A mixture of 2 (250 mg, 0.531 mmol), K₂CO₃ (293 mg, 2.12 mmol), 4-vinylphenol solution (0.62 mL, 0.535 mmol), [NBu₄]Br (172 mg, 0.531 mmol), and 10 mL of anhydrous acetonitrile under nitrogen was refluxed overnight in a 25 mL round-bottomed flask. The reaction mixture was filtered off and the solvent was removed under vacuum. The brown oil was dissolved in 10 mL of CH₂Cl₂ and extracted with water (3 × 10 mL). The organic layer was dried over MgSO₄ and the volatiles were reduced under vacuum. Further purification was performed by a silica gel column chromatography (ethyl acetate/hexane, 1:1) to obtain compound 6 as a brownish oil. Yield: 317 mg, 72%. ¹H NMR, δ (ppm): 7.40 (d, ³J(H,H) = 9 Hz, 2H, C₆H₄), 6.97 (d, ³J(H,H) = 9 Hz, 2H, C₆H₄), 6.69 (dd, ³J(H,H) = 18 Hz, ³J(H,H) = 12 Hz, 1H, CH=CH₂), 5.65 (d, ³J(H,H) = 18 Hz, 1H, CH=CH₂), 5.08 (d, ³J(H,H) = 12 Hz, 1H, CH=CH₂), 4.19 (t, ³J(H,H) = 4.5 Hz, 2H, CH₂-O), 3.86 (t, ³J(H,H) = 4.5 Hz, 2H, CH₂-O), 3.69 (br, 2H, CH₂-O), 3.62 (br, 2H, CH₂-O), 3.43 (t, ³J(H,H) = 7.5 Hz, 16H, N-CH₂), 1.87–1.76 (m, 16H, N-CH₂-CH₂), 1.52–1.40 (m, 16H, N-CH₂-CH₂-CH₂), 0.99 (t, ³J(H,H) = 7.5 Hz, 24H, N-CH₂-CH₂-CH₂-CH₃); ¹¹B{¹H} NMR, δ(ppm): 7.43 (s, 1B, B–O), –15.51 (s, 5B), −16.10 (s, 5B), −21.08 ppm (s, 1B); ¹³C{¹H} NMR, δ (ppm): 159.15 (s, C-O), 136.49 (s, CH-C₆H₄), 130.18 (s, CH-C₆H₄), 127.33 (s, C₆H₄), 114.66 (s, C₆H₄), 110.61 (s, CH=CH₂), 73.13 (s, CH₂-O), 69.22 (s, CH₂-O), 67.90 (s, CH₂-O), 67.90 (s, CH₂-O), 58.63 (s, N-CH₂), 23.74 (s, N-CH₂-CH₂), 19.51 (s, N-CH₂-CH₂-CH₂), 13.10 (s, N-CH₂-CH₂-CH₂-CH₃); ATR-IR (cm⁻¹): ν = 2462 (s, B-H st), 1600 (m, C=C st); elemental analysis calcd. (%) for C₄₄H₉₈B₁₂N₂O₃ (+3.5 H₂O + 0.5 CH₂Cl₂ + 1 AcOEt): C, 56.74; H, 11.19; N, 2.73. Found: C, 56.70; H, 11.09; N, 2.69.

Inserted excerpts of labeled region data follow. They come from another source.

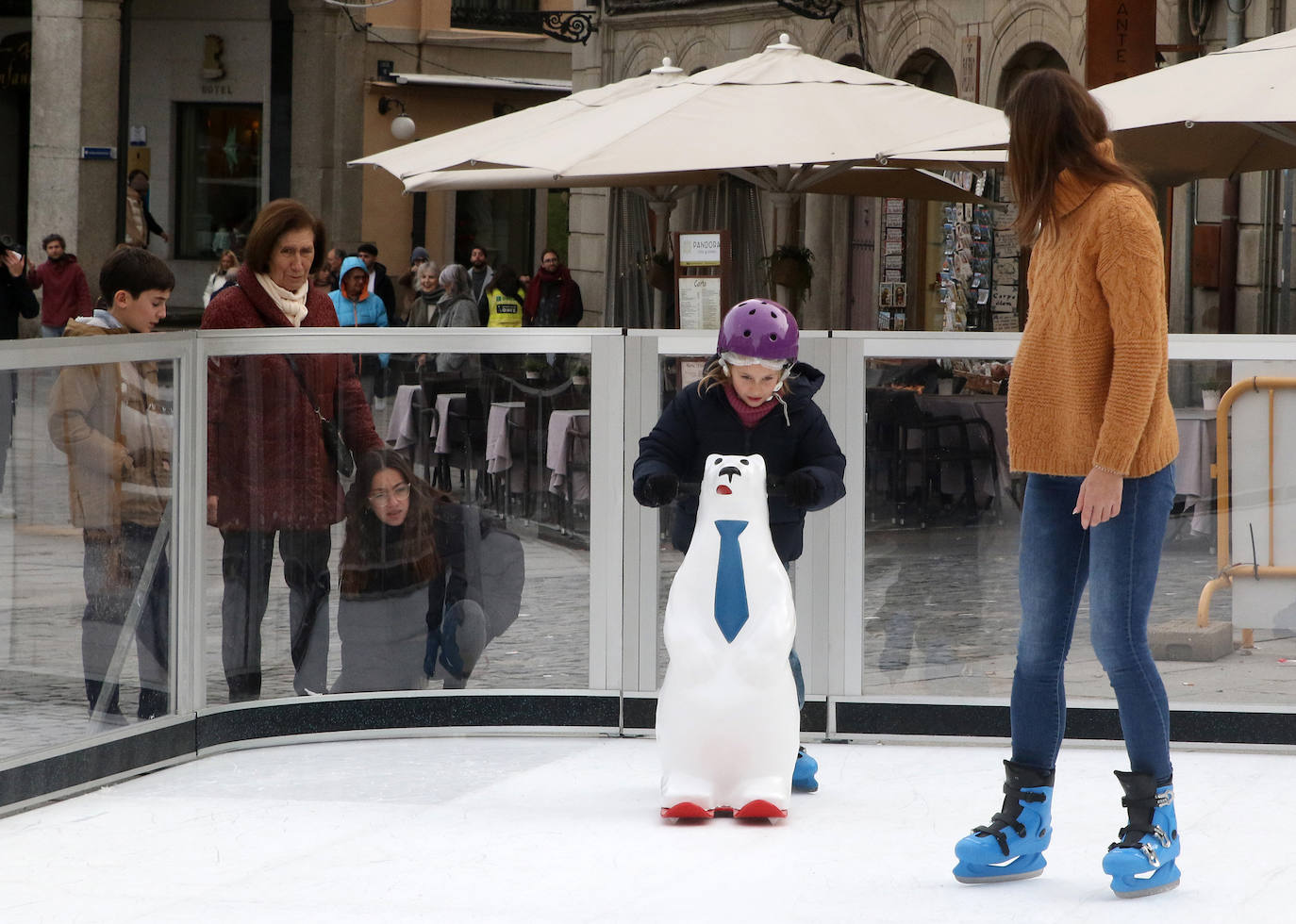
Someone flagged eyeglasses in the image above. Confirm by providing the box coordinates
[370,481,409,504]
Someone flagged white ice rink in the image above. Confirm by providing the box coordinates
[0,737,1296,924]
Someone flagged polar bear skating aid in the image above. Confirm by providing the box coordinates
[657,454,800,817]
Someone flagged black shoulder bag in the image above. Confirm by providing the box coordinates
[284,356,355,478]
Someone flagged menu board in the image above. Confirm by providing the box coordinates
[676,276,722,330]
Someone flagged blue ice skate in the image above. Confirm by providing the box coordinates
[1103,769,1179,899]
[954,761,1054,885]
[792,748,819,792]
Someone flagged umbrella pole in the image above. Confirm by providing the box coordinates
[770,191,800,315]
[648,198,675,330]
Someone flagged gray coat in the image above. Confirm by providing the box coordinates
[427,288,482,378]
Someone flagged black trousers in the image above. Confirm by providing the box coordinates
[221,530,332,702]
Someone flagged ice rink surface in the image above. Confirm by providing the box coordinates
[0,737,1280,924]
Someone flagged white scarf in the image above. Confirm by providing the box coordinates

3.3.4. Synthesis of T₈-B₁₂

A 10 mL round-bottomed flask was charged under nitrogen with OVS (15 mg, 0.024 mmol), compound 6 (190 mg, 0.227 mmol), and the first generation Grubbs catalyst (12 mg, 0.014 mmol) in 6 mL of CH₂Cl₂. The solution was stirred and refluxed for three days. The solvent was removed under vacuum. The residue was treated with a mixture of THF/MeOH (1:10) to obtain a grey solid. Further purification was performed by preparative layer chromatography (acetone/hexane, 7:3) to obtain compound T₈-B₁₂ as a white solid. Yield: 32 mg, 18%. ¹H NMR, δ (ppm): 7.54 (d, ³J (H,H) = 6 Hz, 16H, C₆H₄), 7.39 (d, ³J (H,H) = 18 Hz, 8H, CH=CH-Si), 7.02 (d, ³J(H,H) = 9 Hz, 6H, C₆H₄), 6.26 (d, ³J(H,H) = 18 Hz, 8H, CH=CH-Si), 4.23 (br, 16H, CH₂-O), 3.91 (br, 16H, CH₂-O), 3.72 (br, 16H, CH₂-O), 3.66 (br, 16H, CH₂-O), 3.38 (t, ³J(H,H) = 9 Hz, 128H, N-CH₂), 1.82–1.72 (m, 128H, N-CH₂-CH₂), 1.50–1.38 (m, 128H, N-CH₂-CH₂-CH₂), 0.98 (t, ³J(H,H) = 6 Hz, 192H, N-CH₂-CH₂-CH₂-CH₃); ¹¹B{¹H} NMR, δ(ppm): 7.76 (br, 8B, B–O), −15.29 (s, 40B), −16.15 (s, 40B), −20.91 ppm (br, 8B); ¹³C{¹H} NMR, δ (ppm): 160.20 (s, C-O), 148.93 (s, CH-C₆H₄), 129.87 (s, CH-C₆H₄), 128.46 (s, C₆H₄), 114.89 (s, C₆H₄), 114.00 (s, Si-CH=CH), 73.10 (s, CH₂-O), 69.32 (s, CH₂-O), 68.08 (s, CH₂-O), 67.92 (s, CH₂-O), 58.53 (s, N-CH₂), 23.71 (s, N-CH₂-CH₂), 19.53 (s, N-CH₂-CH₂-CH₂), 13.20 (s, N-CH₂-CH₂-CH₂-CH₃); ATR-IR (cm⁻¹): ν = 2959, 2932, 2872 (C_arH), 2466 (B-H), 1602 (C=C), 1479 (N-C), 1091 (Si-O).

4. Conclusions

A set of 1,3,5-triphenylbenzene and octasilsesquioxane-based hybrids decorated with three (4, 5) and eight closo-decahydro-dodecaborate and cobaltabisdicarbollide (T₈-B_12, T₈-COSAN), respectively, have been successfully synthesised, isolated, and fully characterised. Although they possess different types of fluorophores, all of them show a similar maxima absorption wavelength, which is red-shifted with regard to the nonsubstituted scaffolds. The molar extinction coefficient is correlated with the type of boron cluster, and proportional to the number of clusters attached to the core molecules. It is worth noting that a significant red-shift of the emission maxima (λ_em 369–406 nm) up to 80 nm for the T₈ hybrids, as well as an important drop of the fluorescence efficiencies were produced after linking these anionic boron clusters to both scaffolds. These results confirm once again that the B₁₂ and COSAN clusters produce a significant quenching of the fluorescence in the solution. Notably, binding anionic boron clusters to the OVS provide materials with an extraordinary thermal stability.